Life is predicted to get harder for some people with dietary requirements next year, according to a 2022 forecast published by Big Hospitality.
According to the industry publication, one big expectation for dining out in the new year is that top chefs will be more likely to refuse to cater to customers’ dietary issues – adopting what Grace Dent has referred to, in the case of Ynyshir chef-patron Gareth Ward, as ‘delicious pigheadedness’.
Big Hospitality has predicted that high-end dining will ‘go inflexible’, adding that ‘2022 may be the year that restaurants finally crack’ and stating more and more chefs are expected to follow the lead of the likes of Simon Martin at Mana, Manchester’s only Michelin-starred restaurant.
Here, menu adaptions are never made for a customer’s dislikes. What’s more, the creation of vegan menus is an absolute no-no as are any requests for lactose-free menus – as is plainly stated on Mana’s website, which customers are required to read ahead of making their booking.
The team requires guests to give its kitchen 48 hours’ notice for any allergies or intolerances they may have, including vegetarians, but when it comes to ingredients that people simply don’t want to eat, there is very little sympathy.

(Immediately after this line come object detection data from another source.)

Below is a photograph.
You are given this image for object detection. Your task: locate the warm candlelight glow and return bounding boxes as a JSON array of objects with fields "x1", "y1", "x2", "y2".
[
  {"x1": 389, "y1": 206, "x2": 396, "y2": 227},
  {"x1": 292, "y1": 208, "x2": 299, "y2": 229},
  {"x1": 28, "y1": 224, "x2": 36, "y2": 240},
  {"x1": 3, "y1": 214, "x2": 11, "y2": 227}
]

Guidelines are clear that the team cannot deal with last-minute preparation requests and states “if you have an allergy to an animal, fish or shellfish protein, our vegetarian equivalent will be provided as an alternative.

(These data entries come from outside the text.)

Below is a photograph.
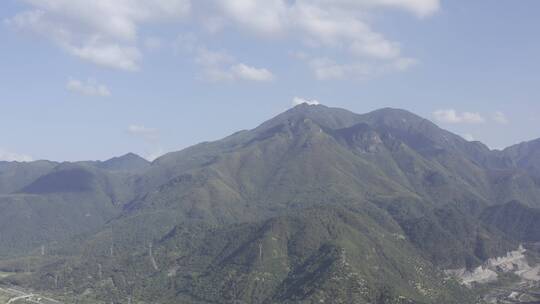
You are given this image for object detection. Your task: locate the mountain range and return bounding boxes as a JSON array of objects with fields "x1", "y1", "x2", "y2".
[{"x1": 0, "y1": 104, "x2": 540, "y2": 304}]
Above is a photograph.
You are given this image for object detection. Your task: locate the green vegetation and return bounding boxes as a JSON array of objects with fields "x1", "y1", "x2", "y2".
[{"x1": 0, "y1": 105, "x2": 540, "y2": 304}]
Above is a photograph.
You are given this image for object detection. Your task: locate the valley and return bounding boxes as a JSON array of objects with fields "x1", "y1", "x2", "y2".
[{"x1": 0, "y1": 104, "x2": 540, "y2": 304}]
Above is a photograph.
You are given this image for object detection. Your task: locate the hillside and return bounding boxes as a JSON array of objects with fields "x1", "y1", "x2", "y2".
[{"x1": 0, "y1": 104, "x2": 540, "y2": 303}]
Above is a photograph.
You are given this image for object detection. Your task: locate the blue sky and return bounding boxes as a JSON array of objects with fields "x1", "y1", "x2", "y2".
[{"x1": 0, "y1": 0, "x2": 540, "y2": 160}]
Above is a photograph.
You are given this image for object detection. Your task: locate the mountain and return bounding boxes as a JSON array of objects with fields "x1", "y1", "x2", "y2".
[
  {"x1": 0, "y1": 154, "x2": 149, "y2": 256},
  {"x1": 0, "y1": 104, "x2": 540, "y2": 303},
  {"x1": 97, "y1": 153, "x2": 150, "y2": 172}
]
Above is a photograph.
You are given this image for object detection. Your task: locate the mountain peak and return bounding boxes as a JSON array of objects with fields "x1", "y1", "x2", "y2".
[
  {"x1": 257, "y1": 103, "x2": 360, "y2": 130},
  {"x1": 100, "y1": 152, "x2": 150, "y2": 171}
]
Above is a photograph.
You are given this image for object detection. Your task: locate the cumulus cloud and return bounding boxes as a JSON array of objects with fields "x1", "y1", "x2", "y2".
[
  {"x1": 66, "y1": 79, "x2": 111, "y2": 97},
  {"x1": 6, "y1": 0, "x2": 191, "y2": 71},
  {"x1": 463, "y1": 133, "x2": 475, "y2": 141},
  {"x1": 492, "y1": 111, "x2": 510, "y2": 125},
  {"x1": 144, "y1": 37, "x2": 162, "y2": 51},
  {"x1": 0, "y1": 148, "x2": 34, "y2": 162},
  {"x1": 231, "y1": 63, "x2": 274, "y2": 81},
  {"x1": 127, "y1": 124, "x2": 165, "y2": 161},
  {"x1": 292, "y1": 97, "x2": 321, "y2": 106},
  {"x1": 127, "y1": 124, "x2": 159, "y2": 142},
  {"x1": 175, "y1": 35, "x2": 275, "y2": 82},
  {"x1": 6, "y1": 0, "x2": 440, "y2": 76},
  {"x1": 433, "y1": 109, "x2": 486, "y2": 124}
]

“This also applies to aversions due to religious reasons.”
Touching on the subject of religious diets, Mana is not alone in its refusal to budge.
Another fine dining spot in Manchester, the trendy NQ eatery District, has also proven itself unwilling to adapt this year after getting embroiled in a ‘religious diet’ row with a customer that went viral on social media.

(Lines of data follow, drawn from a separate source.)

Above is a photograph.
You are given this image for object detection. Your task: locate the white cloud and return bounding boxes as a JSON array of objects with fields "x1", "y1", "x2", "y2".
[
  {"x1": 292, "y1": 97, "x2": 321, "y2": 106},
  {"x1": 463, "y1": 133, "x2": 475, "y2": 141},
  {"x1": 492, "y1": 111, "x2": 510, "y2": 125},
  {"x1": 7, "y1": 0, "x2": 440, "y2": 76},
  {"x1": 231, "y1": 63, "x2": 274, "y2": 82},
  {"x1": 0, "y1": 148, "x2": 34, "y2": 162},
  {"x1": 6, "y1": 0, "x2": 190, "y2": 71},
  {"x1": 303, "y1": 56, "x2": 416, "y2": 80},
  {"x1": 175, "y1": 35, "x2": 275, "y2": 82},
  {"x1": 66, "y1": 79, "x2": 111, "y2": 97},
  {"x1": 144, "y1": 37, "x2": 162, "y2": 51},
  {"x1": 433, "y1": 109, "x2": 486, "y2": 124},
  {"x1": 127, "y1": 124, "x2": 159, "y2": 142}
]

The argument, which stemmed from the new wave Thai eatery’s non-refundable deposit policy, came to a head after a customer asked for its famously strict 12-course set menu to be altered to cater to his religious needs.
In this instance, the diner asked for a pork dish to be substituted after already paying his £15 deposit, at which point he had already been notified that he should contact the restaurant about dietaries before putting down any money for the booking.
After being told it was not possible, he emailed to ask “why not shout loud on your homepage ‘We don’t cater for Jews'”.
Ultimately, however, his threats to speak out on social media spectacularly backfired after the restaurant posted them to its social pages themselves – adding it ‘will not be bullied or threatened into returning deposits’.
Co-owner Ben Humphries later told the Manchester Evening News: “From the moment a guest makes a reservation work begins on sourcing and ordering the very best ingredients for their experience. If we then can not fill that table, this expensive produce may go to waste.”
Whilst some might consider a high-end restaurants’ refusal to modify their menu to suit the dietary requirements a bit inhospitable for hospitality, as prices continue to rise and margins get tighter, it is becoming necessary for businesses’ survival to make these calls.
Unfortunately, some of those people are just going to have to like it or lump it.